Mateusz Przyborowski
27 października 2023, 06:18 • 1 minuta czytania
W sieci trwa zbiórka na "specjalistyczny posiłek dla policjanta przeszukującego lasy". Organizatorka ustaliła jej cel w porozumieniu z Komendą Miejską Policji w Gdyni. Jak czytamy, pieniądze zostaną przeznaczone za zakup batonów proteinowych dla służb, które od blisko tygodnia szukają Grzegorza Borysa podejrzanego o morderstwo synka.
Policjanci ścigający Borysa nie dojadają? Ruszyła zbiórka "na batony" Fot. X / Pomorska Policja

Obława za Grzegorzem Borysem. Ruszyła zbiórka "na batony" dla policjantów

Jak czytamy na stronie zbiórki, za jej organizacją stoi Fundacja Przedsiębiorcy Pomagają z Gdyni. "W porozumieniu z KMP Gdynia uruchomiłam akcję #posilekdlapolicjanta, aby wesprzeć tych, którzy od kilku dni nieprzerwanie przeczesują lasy w poszukiwaniu Grzegorza Borysa – tłumaczy w opisie akcji Kinga Szostko.


I dalej: "Ponieważ prosicie o możliwość wpłat – zakładam zbiórkę, a całość kwoty zostanie przeznaczona na zakup batonów proteinowych dla służb biorących udział w akcji".

Po kilku godzinach cel zbiórki (100 zł) został przekroczony ponad 10-krotnie, bo tuż po godz. 21:30 w czwartek zgromadzona kwota wpłat przekroczyła 1370 zł. Zbiórkę wsparło do tej pory 45 osób.

"Nie docenia się tych, którzy są na pierwszej linii frontu"

Kinga Szostko o swojej akcji poinformowała także na Instagramie i wyjaśniła, dlaczego podjęła się tej inicjatywy.

"Dlaczego podjęłam się zorganizowania tej akcji? Bo biorą w niej osoby, które znam. Bo tradycyjnie nie docenia się tych, którzy są na pierwszej linii frontu, bo jak zwykle w 'internetach' wysyp speców od poszukiwań, od pokazywania, gdzie i co służby mają robić, po setki plotek, wyzwisk i insynuacji dotyczących ostatnich wydarzeń" – napisała społeczniczka.

"Ja wiem, jak ciężką pracę wykonują od piątku przez całą dobę, ile sił i zdrowia kosztuje ich przeczesywanie tzw.
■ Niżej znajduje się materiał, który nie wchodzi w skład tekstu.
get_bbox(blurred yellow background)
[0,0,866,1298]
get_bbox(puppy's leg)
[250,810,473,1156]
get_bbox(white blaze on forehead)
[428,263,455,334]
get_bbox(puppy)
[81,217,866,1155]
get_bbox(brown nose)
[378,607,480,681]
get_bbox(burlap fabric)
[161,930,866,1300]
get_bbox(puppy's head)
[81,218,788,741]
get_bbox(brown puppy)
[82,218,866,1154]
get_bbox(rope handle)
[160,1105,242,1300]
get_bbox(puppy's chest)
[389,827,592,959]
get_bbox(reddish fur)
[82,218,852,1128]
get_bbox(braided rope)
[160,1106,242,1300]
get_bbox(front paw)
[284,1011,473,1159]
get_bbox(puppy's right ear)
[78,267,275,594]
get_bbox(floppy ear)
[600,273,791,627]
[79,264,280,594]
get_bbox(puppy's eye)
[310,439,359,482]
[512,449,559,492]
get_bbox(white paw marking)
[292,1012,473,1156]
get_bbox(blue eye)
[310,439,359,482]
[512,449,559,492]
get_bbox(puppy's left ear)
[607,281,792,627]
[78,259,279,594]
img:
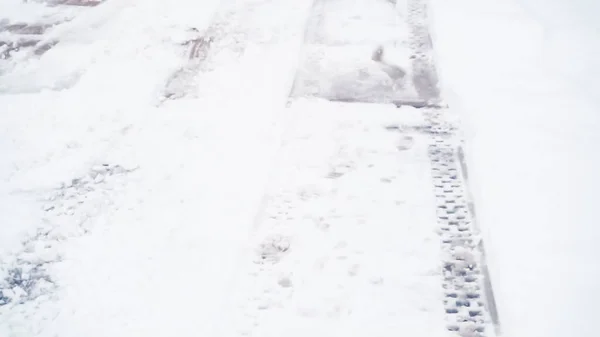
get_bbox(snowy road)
[0,0,510,337]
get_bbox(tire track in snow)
[408,0,500,337]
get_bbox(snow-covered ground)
[431,0,600,336]
[0,0,454,337]
[0,0,600,337]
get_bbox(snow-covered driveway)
[0,0,506,337]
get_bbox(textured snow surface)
[431,0,600,337]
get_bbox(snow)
[220,99,445,336]
[431,0,600,336]
[0,0,600,337]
Małych Bieszczad. To młody, bardzo gęsty, polodowcowy las. Teren bardzo trudny, a dodatkowo pogoda też nie rozpieszcza, ale próżno szukać zrozumienia wśród hejtu. Pomyślcie o tych, których nie widać. Pomyślcie o tych, którzy w tych lasach są i naprawdę robią co w ich mocy, by złapać poszukiwanego. To nie są roboty, to ludzie tacy jak my!" – dodała.

Gdzie jest Grzegorz Borys? Siódma doba poszukiwań

Od ubiegłego piątku w rejonie Trójmiasta trwają poszukiwania Grzegorza Borysa. Ostatnio pojawiła się informacja, że mężczyzna mógł ukrywać się w ziemiance na terenie zalesionego Trójmiejskiego Parku Krajobrazowego.
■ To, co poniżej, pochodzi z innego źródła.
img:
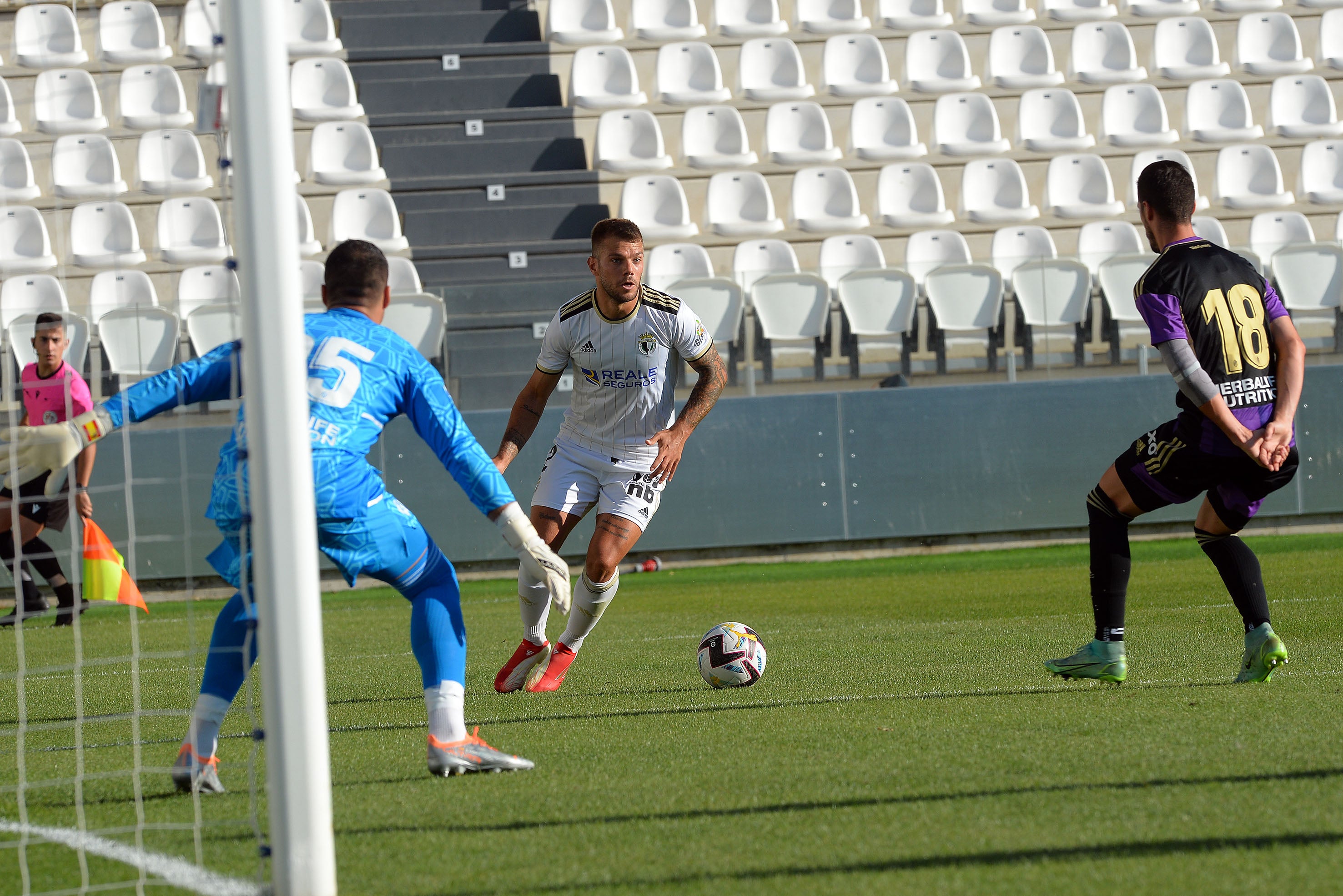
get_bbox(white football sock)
[560,569,620,653]
[183,693,230,759]
[424,681,466,743]
[517,564,551,644]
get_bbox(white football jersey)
[536,286,713,462]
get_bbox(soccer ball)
[700,622,764,688]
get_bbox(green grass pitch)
[0,535,1343,896]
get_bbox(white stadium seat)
[1152,16,1232,81]
[877,161,955,227]
[156,196,229,265]
[592,109,672,173]
[904,230,970,286]
[704,171,783,237]
[1077,220,1147,275]
[985,25,1064,90]
[177,0,224,62]
[877,0,952,31]
[117,66,196,130]
[959,159,1040,224]
[98,0,172,66]
[0,206,56,274]
[1068,21,1147,85]
[737,38,815,102]
[1296,140,1343,206]
[569,47,649,109]
[1128,149,1209,210]
[545,0,624,44]
[1100,85,1179,146]
[658,40,732,106]
[1268,75,1343,137]
[0,137,42,204]
[98,307,180,378]
[1045,153,1124,217]
[1213,144,1296,208]
[960,0,1036,25]
[1250,211,1315,265]
[1040,0,1119,21]
[1016,87,1096,153]
[681,106,759,168]
[70,201,145,267]
[289,56,364,121]
[820,34,899,97]
[0,270,70,329]
[643,243,713,293]
[1185,78,1264,144]
[327,188,410,252]
[1236,12,1315,75]
[764,102,842,165]
[35,70,107,134]
[991,224,1058,283]
[136,130,215,193]
[904,30,979,93]
[849,97,928,161]
[307,121,384,187]
[732,239,802,296]
[620,175,700,239]
[285,0,345,59]
[89,270,158,327]
[177,263,239,318]
[51,134,129,199]
[630,0,706,40]
[713,0,788,38]
[792,0,871,34]
[14,3,89,69]
[932,93,1011,156]
[294,193,322,255]
[816,234,886,289]
[791,168,869,232]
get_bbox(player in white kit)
[494,217,728,693]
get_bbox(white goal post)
[220,0,336,896]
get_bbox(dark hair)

Jak ustaliła nieoficjalnie Wirtualna Polska, ziemianka miała prowizoryczny dach z wodoodpornego materiału, najprawdopodobniej z plandeki. Była tam także gumowa wykładzina do spania. Miejsce to ma około 1,5-2 m głębokości.

"Śledczy zakładają, że musiał (poszukiwany – red.) o niej wcześniej wiedzieć i zakładać, że schronienie w niej będzie bezpieczne" – wskazuje portal. Policjanci dotarli do tego miejsca, ale po 44-latku nie było śladu.
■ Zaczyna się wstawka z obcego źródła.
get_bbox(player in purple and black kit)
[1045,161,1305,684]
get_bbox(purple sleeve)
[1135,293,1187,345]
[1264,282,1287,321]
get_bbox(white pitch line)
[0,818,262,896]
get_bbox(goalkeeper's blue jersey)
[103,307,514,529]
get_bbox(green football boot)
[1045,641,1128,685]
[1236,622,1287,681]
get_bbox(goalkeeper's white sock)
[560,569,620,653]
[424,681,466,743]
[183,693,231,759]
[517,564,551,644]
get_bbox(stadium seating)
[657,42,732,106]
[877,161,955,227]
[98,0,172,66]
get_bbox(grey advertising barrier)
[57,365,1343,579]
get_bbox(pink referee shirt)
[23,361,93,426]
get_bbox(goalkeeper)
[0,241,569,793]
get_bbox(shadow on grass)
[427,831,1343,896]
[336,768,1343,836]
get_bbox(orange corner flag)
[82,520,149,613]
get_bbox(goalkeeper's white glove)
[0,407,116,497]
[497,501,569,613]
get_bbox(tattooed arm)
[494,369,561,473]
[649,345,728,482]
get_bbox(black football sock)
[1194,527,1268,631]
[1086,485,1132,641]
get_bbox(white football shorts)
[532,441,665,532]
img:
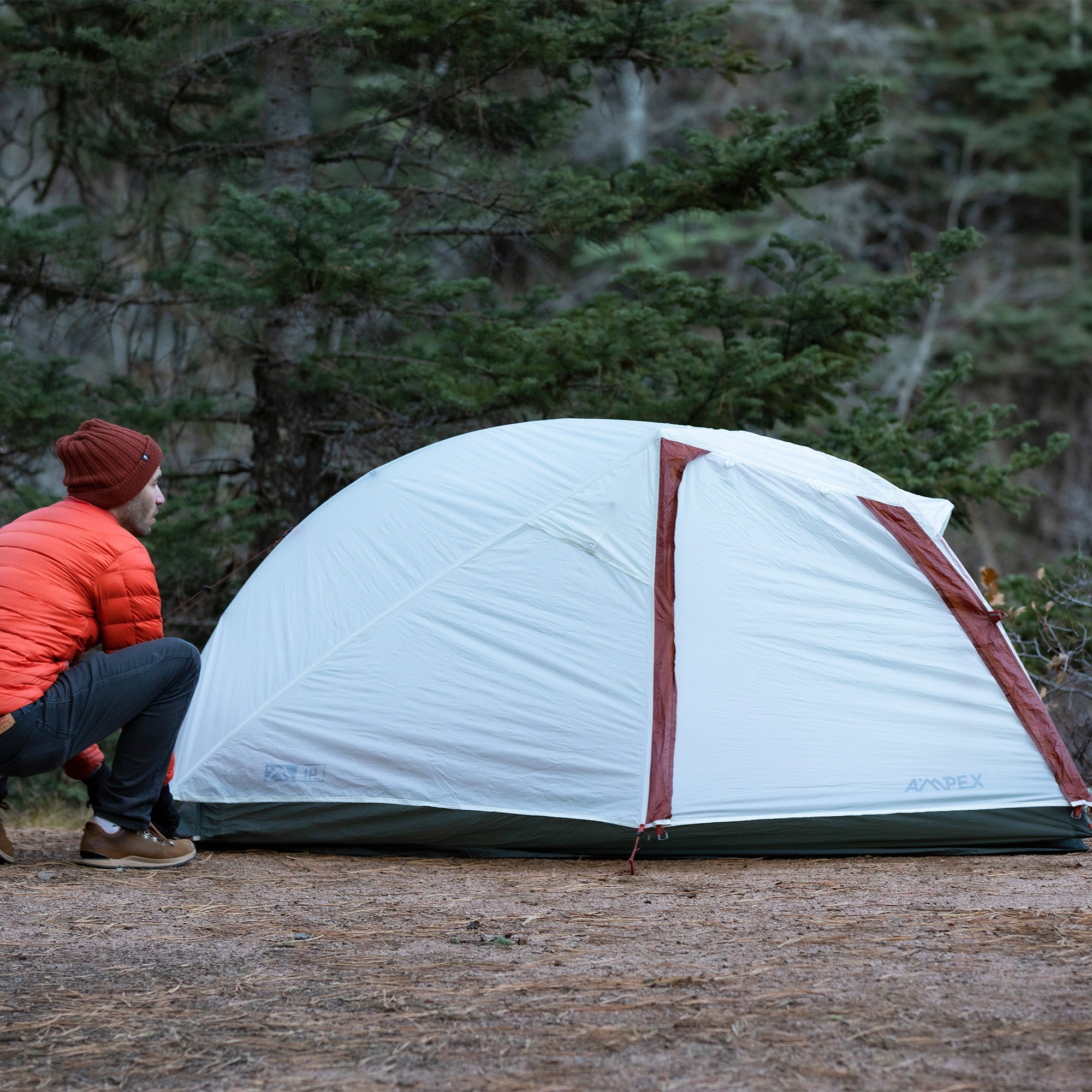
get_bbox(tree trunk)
[251,32,327,548]
[1069,0,1084,288]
A to oznacza, że nadal nie wiadomo, co dzieje się z Grzegorzem Borysem, żołnierzem podejrzanym o zamordowanie swojego 6-letniego syna w mieszkaniu w Gdyni.

– Zakładam, że jeżeli on był poczytalny, zdrowy, to po dokonaniu takiego przestępstwa, zamordowaniu własnego dziecka, jego psychika zostanie złamana. Dlatego ja stawiam na samobójstwo – ocenił w naTemat.pl Grzegorz Mikołajczyk, były antyterrorysta i szkoleniowiec funkcjonariuszy.